Some risk assessment reports contained evidence on how the services considered fundamental rights in relation to terrorist content removal. For example, Meta reported reviewing its Dangerous Organisations and Individuals Community Standards policies in both the Facebook and Instagram reports. However, there does not seem to be enough evidence in the risk assessment or the audit reports to provide a clear picture of whether fundamental rights targets have been set in relation to illegal content mitigations and what those might be.
Risk assessments and audits: impetus for change?
Looking at the risk assessment reports and audit reports from the perspective of the benchmarks and specific issues related to the systemic risk of terrorist content dissemination, it is possible to see some grains of information for an evidence base on whether the benchmarks are being achieved. It is likely there are other nuggets in there as well in relation to the other risk areas. However, overall they do not tell us much. The lack of detail and comparability is a hinderance, but the amount of insight to be gained is also limited by the fact that these are compliance documents. In risk assessment reports, service providers aim to demonstrate they are doing their best to understand and mitigate the risks and in relation to Articles 34 and 35 the auditors are checking whether the services have processes and policies in place and are reporting as required.

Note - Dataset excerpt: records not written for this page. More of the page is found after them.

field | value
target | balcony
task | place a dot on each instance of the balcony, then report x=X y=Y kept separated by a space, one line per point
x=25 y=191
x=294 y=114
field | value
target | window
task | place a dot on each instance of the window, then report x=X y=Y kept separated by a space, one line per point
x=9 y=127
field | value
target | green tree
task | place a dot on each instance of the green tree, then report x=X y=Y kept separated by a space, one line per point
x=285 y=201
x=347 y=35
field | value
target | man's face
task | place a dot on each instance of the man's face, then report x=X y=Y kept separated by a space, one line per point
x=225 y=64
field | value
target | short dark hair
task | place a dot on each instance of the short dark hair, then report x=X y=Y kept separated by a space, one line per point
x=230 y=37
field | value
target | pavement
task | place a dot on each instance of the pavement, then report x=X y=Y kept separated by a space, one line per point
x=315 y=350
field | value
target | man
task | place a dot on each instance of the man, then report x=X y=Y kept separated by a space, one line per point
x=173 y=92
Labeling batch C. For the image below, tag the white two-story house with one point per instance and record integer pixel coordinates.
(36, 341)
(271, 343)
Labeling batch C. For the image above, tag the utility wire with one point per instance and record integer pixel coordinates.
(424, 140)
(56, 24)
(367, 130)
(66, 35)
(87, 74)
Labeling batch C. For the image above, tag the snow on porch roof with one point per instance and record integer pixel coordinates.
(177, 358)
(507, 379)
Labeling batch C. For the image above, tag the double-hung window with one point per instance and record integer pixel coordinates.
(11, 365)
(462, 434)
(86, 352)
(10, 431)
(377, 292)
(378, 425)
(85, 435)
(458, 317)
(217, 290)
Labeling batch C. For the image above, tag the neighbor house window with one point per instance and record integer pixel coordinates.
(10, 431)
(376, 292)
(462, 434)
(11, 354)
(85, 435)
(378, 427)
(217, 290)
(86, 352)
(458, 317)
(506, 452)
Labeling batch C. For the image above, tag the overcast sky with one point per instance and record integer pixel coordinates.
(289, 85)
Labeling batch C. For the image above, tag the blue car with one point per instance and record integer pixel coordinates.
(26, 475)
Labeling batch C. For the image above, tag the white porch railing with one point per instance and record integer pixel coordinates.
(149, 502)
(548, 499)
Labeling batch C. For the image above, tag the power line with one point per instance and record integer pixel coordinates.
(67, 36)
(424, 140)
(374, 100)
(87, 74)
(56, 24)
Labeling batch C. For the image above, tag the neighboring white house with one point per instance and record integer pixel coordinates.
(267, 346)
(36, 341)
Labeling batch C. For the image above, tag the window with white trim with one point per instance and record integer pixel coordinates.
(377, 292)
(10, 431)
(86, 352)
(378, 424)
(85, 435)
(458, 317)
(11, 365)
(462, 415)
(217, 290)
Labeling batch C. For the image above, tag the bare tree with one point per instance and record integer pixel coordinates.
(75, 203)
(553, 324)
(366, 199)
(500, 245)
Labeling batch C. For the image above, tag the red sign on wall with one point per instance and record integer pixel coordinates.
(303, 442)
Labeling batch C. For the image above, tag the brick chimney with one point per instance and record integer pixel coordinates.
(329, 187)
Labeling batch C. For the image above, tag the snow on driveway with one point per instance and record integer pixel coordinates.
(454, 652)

It is evident that the auditors can initiate change in the services. For example, the auditors found LinkedIn lacking in relation to information given back to users on notice and take down and also regarding undue constraints on users’ ability to make complaints (both with freedom of expression implications). Consequently, the service committed to fixing those issues by early 2025 in its implementation report. Meta’s auditors took issue with the lack of accuracy measures in the transparency reporting for both its services and the auditor reported that this had been rectified by the time of publication. This means that if the regulators or wider stakeholder community set more explicit expectations in relation to systemic risk, the audit process may be one mechanism to push services towards meeting those expectations.
The need for further evidence
Now that the various stakeholders, regulators and all the services have some view into the systemic risk assessment and mitigation by the designated services, the wider stakeholder community can engage in evaluating the DSA’s risk management approach more widely. This means considering shared resources and vulnerabilities and comparable evidence on the impact of mitigations, in addition to the compliance of individual services. Together with fellow CERRE academic Daniel Schnurr and my CCP colleagues Andrea Calef and Bryn Enstone, we put forward an agenda for learning and improving on risk management across the areas covered by the DSA in Cross-Cutting Issues for DSA Systemic Risk Management: An Agenda for Cooperation – CERRE. We argued for meta-analysis, taxonomy of harms, and strategies for consistent use of information-gathering tools across services and risk areas. We pointed to specific functionalities and service features that merit examination. However, the reality is that, for the realisation of these strategic tools and many of our other recommendations across the systemic risk series, we will need much more evidence than is available in the risk assessment.